Don
Antonio H Martínez, era originario de León,
Guanajuato, y sabía el negocio de la zona: tratar el
cuero para hacer calzados. Fue así como decidió
probar fortuna en la capital de país.
Tras laborar en una empresa textil, estableció un
taller de calzado donde hacia zapatos deportivos, particularmente
para boxeadores. Corrían los años 30 cuando la lucha
libre, era un nuevo deporte traído de Estados Unidos,
llamo su atención.
Pronto se convirtió en un fanático que no
faltaba a las funciones. Así consiguió la amistad
de un exponente llamado el Charro Aguayo.
El joven zapatero lo seguía en sus combates, le cargaba
la maleta y lo levantaba cada vez que se caía fuera
del Ring. Pronto fraternizado. De este modo, Aguayo, informado
sobre la profesión de su nueva amistad, le pidió
unas botas para lucha, pues era común utilizar las
de boxeadores.
Se necesitaban unos zapatos que no tuvieran una suela tan
delgada, propia de un deportista que se mueve con las puntas
de los pies, para lograr un producto capaz de reforzar la
planta y amortiguar todas las pericias que se hacen sobre
el cuadrilátero.
Así inicio una moda que se convertía en una
tradición y en la disciplina. Rápidamente el
taller de Don Antonio H. Martínez
se consolido como fabricante de las innovadoras botas y se
transformo en una referencia obligada para todos los interesados
en este deporte.
Las creaciones de Antonio Martínez
no terminaron ahí y su influencia en la lucha libre
seria más fuerte con el paso de los años. Esta historia
se completa con la anécdota de la visita que hizo al
modesto taller el Ciclón McKey, un
irlandés que era la atracción del momento.
Corría
el año de 1933. En esa ocasión, el Ciclón pidió
una capa que le cubriera la cara a modo de antifaz y que le
fuera difícil a los luchadores arrebatársela.
Acepto el reto. Tomo una serie de medidas de la cabeza y prometió
la entrega unos días después. Para disgusto
del gladiador, el trabajo no estuvo listo a tiempo, y lo peor
del caso es que el antifaz, fabricado con piel de galce de
cabra, le quedaba pequeño. Fue un fracaso.
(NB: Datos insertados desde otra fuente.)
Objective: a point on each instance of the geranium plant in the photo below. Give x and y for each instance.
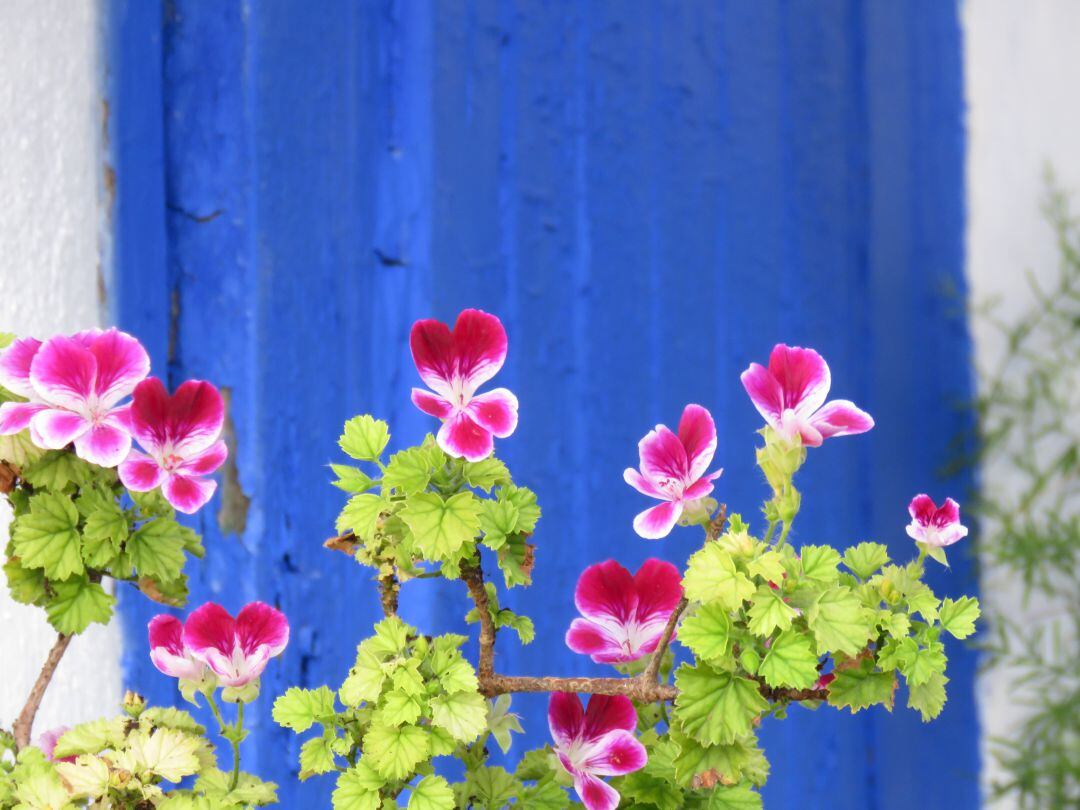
(701, 655)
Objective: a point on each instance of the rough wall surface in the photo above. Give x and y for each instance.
(50, 123)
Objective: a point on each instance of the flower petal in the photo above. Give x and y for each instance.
(565, 718)
(594, 793)
(697, 431)
(63, 374)
(104, 445)
(54, 429)
(15, 366)
(841, 418)
(605, 593)
(122, 363)
(608, 713)
(495, 412)
(15, 416)
(461, 437)
(432, 404)
(140, 473)
(480, 348)
(616, 753)
(659, 588)
(260, 625)
(188, 494)
(658, 522)
(802, 375)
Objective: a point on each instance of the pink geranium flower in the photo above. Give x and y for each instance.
(237, 650)
(180, 436)
(624, 615)
(454, 364)
(75, 386)
(167, 650)
(932, 525)
(595, 742)
(791, 395)
(673, 470)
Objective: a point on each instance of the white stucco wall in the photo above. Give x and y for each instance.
(1023, 68)
(50, 226)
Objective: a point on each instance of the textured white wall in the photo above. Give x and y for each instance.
(50, 224)
(1023, 68)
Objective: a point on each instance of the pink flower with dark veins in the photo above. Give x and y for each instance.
(167, 650)
(595, 742)
(180, 435)
(932, 525)
(673, 470)
(624, 615)
(454, 364)
(237, 650)
(75, 386)
(791, 395)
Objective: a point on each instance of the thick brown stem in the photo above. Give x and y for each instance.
(25, 723)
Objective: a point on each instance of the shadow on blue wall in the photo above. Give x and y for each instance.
(650, 194)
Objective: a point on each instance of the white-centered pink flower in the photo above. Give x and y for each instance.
(180, 435)
(791, 395)
(673, 470)
(624, 615)
(932, 525)
(167, 650)
(595, 742)
(454, 364)
(75, 386)
(237, 650)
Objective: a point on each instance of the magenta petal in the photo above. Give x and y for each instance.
(461, 437)
(260, 625)
(608, 713)
(658, 522)
(495, 412)
(615, 754)
(802, 375)
(63, 374)
(188, 495)
(565, 718)
(55, 429)
(140, 473)
(480, 346)
(594, 793)
(765, 392)
(15, 416)
(659, 588)
(697, 431)
(122, 363)
(432, 404)
(606, 593)
(103, 445)
(15, 366)
(841, 418)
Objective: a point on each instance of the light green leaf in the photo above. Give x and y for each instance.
(791, 662)
(958, 618)
(442, 527)
(364, 437)
(46, 537)
(706, 632)
(712, 576)
(715, 706)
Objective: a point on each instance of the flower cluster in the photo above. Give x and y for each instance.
(76, 391)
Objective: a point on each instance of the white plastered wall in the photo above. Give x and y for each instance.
(1023, 67)
(50, 233)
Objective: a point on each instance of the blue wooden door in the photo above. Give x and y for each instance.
(650, 194)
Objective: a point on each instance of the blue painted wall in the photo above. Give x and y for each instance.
(649, 193)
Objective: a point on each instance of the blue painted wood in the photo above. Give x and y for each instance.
(649, 194)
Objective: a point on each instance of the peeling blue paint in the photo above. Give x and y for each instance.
(649, 193)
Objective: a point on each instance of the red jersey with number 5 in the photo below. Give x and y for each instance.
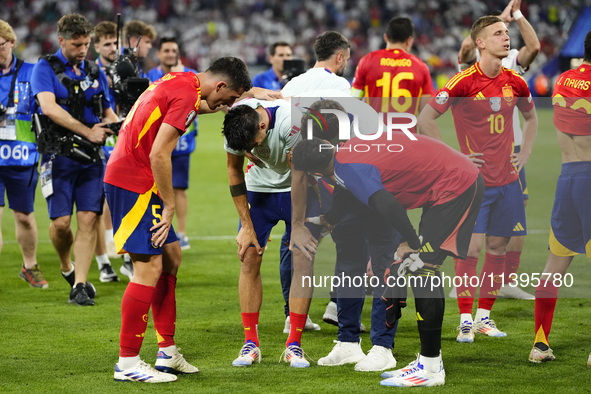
(482, 109)
(572, 101)
(173, 99)
(393, 80)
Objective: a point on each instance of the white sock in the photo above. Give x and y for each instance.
(169, 350)
(103, 260)
(109, 236)
(69, 272)
(482, 314)
(127, 362)
(465, 317)
(431, 364)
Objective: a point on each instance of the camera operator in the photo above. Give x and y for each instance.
(105, 44)
(18, 153)
(138, 34)
(75, 109)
Inicio una
discusión entre los involucrados, y todo acabo con
el dinero tirado en el suelo, como consecuencia de la ira
que siente un cliente defraudado.
El negocio de las máscaras estaba terminado. Al menos
esa idea le redondó en la cabeza por unos meses, hasta
que volvió a presentarse McKey en
el taller con una gran sonrisa y con la idea de adquirir seis
máscaras. La decisión del luchador extrañó
al entonces peletero, quien rechazó la oferta, que
incluía recuperar material desperdiciado en la ocasión
anterior y una mejor paga en el futuro. Con súplicas de por
medio, finalmente llegaron a un acuerdo.
Según el relato Don Antonio ya sabia
donde había cometido los errores, por lo que decidió
tomar nuevas medidas del cráneo del luchador, 17 en
total, que hasta el día de hoy constituye el mejor
secreto de la empresa.
Las razones por las que el irlandés regresó
fueron porque alrededor del mundo ningún artesano pudo
hacer el trabajo del guanajuatense. De hecho, hubo quienes
le aseguraron que nadie le podía hacer una careta con
esa cualidad. Y no dudó en regresar.
La
conclusión del experimento fue una máscara dócil
como un guante, y cuyo material, la piel, asentaba mejor tras
cada función. Lo demás es historia conocida.
Las máscaras son uno de los elementos que dan vida a la lucha
libre, un deporte y espectáculo arraigado en los gustos
del mexicano.
Y así surgieron personajes como el primer luchador
Mexicano con mascara Murciélago Velásquez,
el Santo entre muchos otros.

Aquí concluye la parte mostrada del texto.